Chase (singing/drinking): Chris Keller you sing so bad its funny! Chris Keller you write jingles for money!
Chris: Hey like I told you girlfriend…oh sorry ex-girlfriend…that song pays my rent…that’s a lot more than a bartender makes
Chase: Bar MANAGER!!!
Chris: Look man I know you’re pissed at me but you don’t even know me. Im not a bad guy maybe if you stopped blaming me for getting dumped you’d see that
Chase: How about I pretend to take your word for it and not get to know you
Chris: Well…your loss.
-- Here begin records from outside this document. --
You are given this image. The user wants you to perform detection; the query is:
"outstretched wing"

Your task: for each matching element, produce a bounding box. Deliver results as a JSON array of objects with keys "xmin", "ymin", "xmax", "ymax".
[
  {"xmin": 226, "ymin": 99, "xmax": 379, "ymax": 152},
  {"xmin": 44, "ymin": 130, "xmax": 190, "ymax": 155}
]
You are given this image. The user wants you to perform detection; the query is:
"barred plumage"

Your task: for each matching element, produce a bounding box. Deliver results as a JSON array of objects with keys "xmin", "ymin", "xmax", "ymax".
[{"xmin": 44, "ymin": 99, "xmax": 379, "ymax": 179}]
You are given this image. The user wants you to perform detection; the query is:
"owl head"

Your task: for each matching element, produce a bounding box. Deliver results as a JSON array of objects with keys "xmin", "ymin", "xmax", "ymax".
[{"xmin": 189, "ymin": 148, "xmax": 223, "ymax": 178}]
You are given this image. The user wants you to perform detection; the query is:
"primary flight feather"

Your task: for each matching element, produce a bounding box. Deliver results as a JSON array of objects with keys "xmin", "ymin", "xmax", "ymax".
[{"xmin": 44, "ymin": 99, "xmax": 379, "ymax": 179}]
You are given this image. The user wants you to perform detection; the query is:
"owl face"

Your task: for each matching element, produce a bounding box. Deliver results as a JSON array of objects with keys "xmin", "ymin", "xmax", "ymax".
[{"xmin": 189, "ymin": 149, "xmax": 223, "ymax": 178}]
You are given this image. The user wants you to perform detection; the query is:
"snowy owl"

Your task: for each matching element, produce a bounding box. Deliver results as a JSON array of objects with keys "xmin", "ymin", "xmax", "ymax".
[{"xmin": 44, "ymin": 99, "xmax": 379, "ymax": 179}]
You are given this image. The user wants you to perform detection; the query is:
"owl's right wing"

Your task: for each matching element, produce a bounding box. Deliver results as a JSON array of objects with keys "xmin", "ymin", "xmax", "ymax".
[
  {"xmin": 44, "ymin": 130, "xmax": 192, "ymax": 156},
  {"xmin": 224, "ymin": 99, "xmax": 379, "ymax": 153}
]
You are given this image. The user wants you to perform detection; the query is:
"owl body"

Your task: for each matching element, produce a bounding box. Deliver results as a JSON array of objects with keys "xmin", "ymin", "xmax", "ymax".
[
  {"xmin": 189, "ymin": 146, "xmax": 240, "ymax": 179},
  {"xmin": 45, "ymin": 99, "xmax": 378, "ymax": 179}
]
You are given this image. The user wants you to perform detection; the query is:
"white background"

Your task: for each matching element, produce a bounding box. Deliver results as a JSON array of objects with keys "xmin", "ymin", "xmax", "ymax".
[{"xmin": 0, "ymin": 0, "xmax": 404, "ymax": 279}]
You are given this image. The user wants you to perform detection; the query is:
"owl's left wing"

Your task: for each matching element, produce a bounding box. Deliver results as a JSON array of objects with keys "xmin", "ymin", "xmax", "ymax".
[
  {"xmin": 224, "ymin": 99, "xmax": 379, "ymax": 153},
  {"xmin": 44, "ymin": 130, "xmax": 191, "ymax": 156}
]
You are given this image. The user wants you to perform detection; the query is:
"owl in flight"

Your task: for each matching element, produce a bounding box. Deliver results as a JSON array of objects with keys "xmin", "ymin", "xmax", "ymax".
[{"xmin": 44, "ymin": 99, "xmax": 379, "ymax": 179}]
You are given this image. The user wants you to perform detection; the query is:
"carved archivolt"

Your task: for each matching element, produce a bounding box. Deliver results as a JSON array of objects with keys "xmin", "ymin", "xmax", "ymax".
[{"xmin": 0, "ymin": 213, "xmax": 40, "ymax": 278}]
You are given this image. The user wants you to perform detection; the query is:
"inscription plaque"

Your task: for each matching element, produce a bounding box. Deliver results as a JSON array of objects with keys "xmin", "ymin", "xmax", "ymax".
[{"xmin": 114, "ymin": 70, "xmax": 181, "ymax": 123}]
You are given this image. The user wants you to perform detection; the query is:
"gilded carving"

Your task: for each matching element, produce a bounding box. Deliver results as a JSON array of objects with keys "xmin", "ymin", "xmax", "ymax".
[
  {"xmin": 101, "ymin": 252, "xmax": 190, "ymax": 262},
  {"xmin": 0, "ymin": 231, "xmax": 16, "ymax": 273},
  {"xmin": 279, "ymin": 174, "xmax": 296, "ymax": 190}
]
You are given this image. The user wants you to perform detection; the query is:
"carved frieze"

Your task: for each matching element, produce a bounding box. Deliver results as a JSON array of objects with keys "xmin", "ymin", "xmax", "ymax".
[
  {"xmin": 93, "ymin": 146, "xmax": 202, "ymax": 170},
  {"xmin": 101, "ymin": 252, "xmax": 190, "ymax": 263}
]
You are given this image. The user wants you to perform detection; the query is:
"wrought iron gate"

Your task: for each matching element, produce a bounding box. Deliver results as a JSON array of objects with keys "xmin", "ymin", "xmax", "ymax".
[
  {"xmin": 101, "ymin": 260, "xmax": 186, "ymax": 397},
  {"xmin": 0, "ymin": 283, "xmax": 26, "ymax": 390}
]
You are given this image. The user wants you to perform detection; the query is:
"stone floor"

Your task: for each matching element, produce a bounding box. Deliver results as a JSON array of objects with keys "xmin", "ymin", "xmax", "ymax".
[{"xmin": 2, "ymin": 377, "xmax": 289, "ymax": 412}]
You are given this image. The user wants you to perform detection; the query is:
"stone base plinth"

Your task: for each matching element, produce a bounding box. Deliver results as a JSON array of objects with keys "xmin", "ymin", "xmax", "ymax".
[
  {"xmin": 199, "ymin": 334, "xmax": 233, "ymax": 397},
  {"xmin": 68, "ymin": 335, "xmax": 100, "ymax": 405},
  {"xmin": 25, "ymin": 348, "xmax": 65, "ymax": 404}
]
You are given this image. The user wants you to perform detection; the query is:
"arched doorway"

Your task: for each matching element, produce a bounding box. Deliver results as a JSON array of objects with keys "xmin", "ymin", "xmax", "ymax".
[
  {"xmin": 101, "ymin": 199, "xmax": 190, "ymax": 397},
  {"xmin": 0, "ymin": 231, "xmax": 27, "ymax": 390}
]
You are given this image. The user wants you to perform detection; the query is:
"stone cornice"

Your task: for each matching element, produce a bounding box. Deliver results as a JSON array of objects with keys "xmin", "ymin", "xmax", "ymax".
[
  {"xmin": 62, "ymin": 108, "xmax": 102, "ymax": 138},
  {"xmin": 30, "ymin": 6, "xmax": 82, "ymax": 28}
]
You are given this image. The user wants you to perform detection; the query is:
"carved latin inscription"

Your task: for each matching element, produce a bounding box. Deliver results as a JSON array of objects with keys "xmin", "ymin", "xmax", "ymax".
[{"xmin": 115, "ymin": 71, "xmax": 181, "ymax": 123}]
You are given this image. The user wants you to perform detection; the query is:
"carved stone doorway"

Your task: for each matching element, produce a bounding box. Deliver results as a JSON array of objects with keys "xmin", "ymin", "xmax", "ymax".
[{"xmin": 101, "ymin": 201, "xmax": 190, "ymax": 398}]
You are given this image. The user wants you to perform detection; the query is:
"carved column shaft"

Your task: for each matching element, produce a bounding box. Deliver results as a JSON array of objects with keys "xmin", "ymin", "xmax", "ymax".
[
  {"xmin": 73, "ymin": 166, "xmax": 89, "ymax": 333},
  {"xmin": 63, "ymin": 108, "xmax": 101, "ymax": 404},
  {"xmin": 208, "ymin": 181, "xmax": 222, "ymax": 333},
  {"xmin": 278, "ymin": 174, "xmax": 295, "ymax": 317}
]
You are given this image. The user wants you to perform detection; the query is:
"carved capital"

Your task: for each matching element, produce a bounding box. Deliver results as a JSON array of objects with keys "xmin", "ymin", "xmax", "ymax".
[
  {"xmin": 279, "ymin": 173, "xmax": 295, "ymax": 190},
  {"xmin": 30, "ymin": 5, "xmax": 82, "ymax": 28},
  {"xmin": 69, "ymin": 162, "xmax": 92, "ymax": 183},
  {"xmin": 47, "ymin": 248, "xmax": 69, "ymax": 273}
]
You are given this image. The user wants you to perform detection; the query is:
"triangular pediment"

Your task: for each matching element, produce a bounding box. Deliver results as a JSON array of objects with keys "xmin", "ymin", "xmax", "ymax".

Chris Keller knows some real nice girls that just might cure what ails ya’
(Chris takes Chase to strip bar)
MC: You know her from Seven Dreams from Tuesday…Please welcome to the stage…Alex Do Me!
Chris: Alex Do Me!…That awesome! ….Alex Do Me!

Jamie: Hi mom!
Haley: Hi honey!
Jamie: Grandpa Dan!!! What are you doing here?
Dan: Just helping your mom out…you wanna join?
Customer: Excuse me is that Dan Scott
Haley: Yeah
Customer: How could you allow that man to work for you to be around your children?
Haley: Excuse me?
Customer: He’s a murderer!
Haley: I really don’t think that’s any of your business
Another Customer: Oh yes it is! Especially if he’s cooking our food
Dan: Haley it ok…I’ll leave…I’ll see you back at the house
Haley: No…you should stay. If anyone here has a problem with this man cooking your food you’re welcome to go someplace else.
Customer: Well we will
Haley: Alright then your food is on the house today…Now get out!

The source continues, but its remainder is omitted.